The magnitude of a vector, often referred to as its length or norm, gives us a measure of how long a vector is in a geometrical sense. For any vector \( \mathbf{v} = \langle a, b \rangle \), the magnitude is calculated using the formula:

• \( ||\mathbf{v}|| = \sqrt{a^2 + b^2} \)

In the given problem, with the vector \( \mathbf{v} = \langle 2, -1 \rangle \), the magnitude is:
\( ||\mathbf{v}|| = \sqrt{2^2 + (-1)^2} = \sqrt{4 + 1} = \sqrt{5} \).
This result, \( \sqrt{5} \), represents the length of vector \( \mathbf{v} \) in the two-dimensional space. Understanding the magnitude is essential for calculations involving the normalization of vectors and the projection of one vector onto another, as it determines the scale of projection.

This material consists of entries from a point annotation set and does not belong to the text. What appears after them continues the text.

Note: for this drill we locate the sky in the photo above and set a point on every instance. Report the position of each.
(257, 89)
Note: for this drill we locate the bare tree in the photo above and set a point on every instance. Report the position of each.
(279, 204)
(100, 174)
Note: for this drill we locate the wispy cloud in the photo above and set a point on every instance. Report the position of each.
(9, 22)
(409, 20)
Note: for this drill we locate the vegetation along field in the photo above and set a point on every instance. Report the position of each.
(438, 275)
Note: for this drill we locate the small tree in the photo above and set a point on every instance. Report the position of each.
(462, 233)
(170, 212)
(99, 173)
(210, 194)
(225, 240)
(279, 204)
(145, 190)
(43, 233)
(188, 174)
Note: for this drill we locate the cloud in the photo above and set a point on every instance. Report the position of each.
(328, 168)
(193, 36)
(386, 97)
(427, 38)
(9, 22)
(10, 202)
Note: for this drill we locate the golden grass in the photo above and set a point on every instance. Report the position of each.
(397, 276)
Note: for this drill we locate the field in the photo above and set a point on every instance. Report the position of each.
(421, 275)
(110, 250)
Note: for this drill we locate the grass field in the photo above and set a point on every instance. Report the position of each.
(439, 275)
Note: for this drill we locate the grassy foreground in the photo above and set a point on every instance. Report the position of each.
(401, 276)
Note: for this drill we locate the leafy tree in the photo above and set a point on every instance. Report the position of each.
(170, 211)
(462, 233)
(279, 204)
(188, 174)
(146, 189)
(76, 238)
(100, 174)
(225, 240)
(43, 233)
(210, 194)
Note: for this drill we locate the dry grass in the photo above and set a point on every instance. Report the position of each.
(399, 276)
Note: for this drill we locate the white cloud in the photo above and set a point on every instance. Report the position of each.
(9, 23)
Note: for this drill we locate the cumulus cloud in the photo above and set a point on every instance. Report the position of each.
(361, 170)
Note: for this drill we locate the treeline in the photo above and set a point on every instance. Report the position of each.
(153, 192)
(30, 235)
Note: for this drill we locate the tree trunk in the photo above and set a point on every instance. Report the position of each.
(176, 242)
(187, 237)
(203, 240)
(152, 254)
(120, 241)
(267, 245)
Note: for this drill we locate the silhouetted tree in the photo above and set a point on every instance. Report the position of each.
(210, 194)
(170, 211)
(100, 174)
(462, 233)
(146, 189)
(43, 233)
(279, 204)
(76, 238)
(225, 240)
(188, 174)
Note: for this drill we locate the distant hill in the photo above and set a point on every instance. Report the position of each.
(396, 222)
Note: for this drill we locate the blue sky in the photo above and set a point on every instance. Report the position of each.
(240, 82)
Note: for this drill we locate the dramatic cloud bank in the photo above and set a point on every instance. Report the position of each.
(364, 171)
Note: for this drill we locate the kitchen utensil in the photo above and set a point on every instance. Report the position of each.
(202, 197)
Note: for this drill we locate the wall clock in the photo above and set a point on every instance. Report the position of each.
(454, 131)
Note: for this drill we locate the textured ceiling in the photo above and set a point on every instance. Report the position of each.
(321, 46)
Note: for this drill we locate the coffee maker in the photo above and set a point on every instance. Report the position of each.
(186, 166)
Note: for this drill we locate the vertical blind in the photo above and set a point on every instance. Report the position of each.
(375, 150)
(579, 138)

Orthogonal vectors are vectors that meet at right angles, meaning they are perpendicular to each other. Two vectors \( \mathbf{u} \) and \( \mathbf{v} \) are orthogonal if their dot product is zero:

• \( \mathbf{u} \cdot \mathbf{v} = 0 \)

In this exercise, we learned to resolve vector \( \mathbf{u} \) into two components: \( \mathbf{u}_1 \), which is parallel to \( \mathbf{v} \), and \( \mathbf{u}_2 \), which is orthogonal to \( \mathbf{v} \).
Calculating \( \mathbf{u}_2 \) involved finding the difference between \( \mathbf{u} \) and \( \mathbf{u}_1 \), which we found using vector projection:
\( \mathbf{u}_2 = \langle 1, 1 \rangle - \langle \frac{2}{5}, -\frac{1}{5} \rangle = \langle \frac{3}{5}, \frac{6}{5} \rangle \).
This ensures that \( \mathbf{u}_2 \) is orthogonal to \( \mathbf{v} \). Recognizing and working with orthogonal vectors is vital in many areas of geometry and physics, particularly in simplifying complex vector tasks.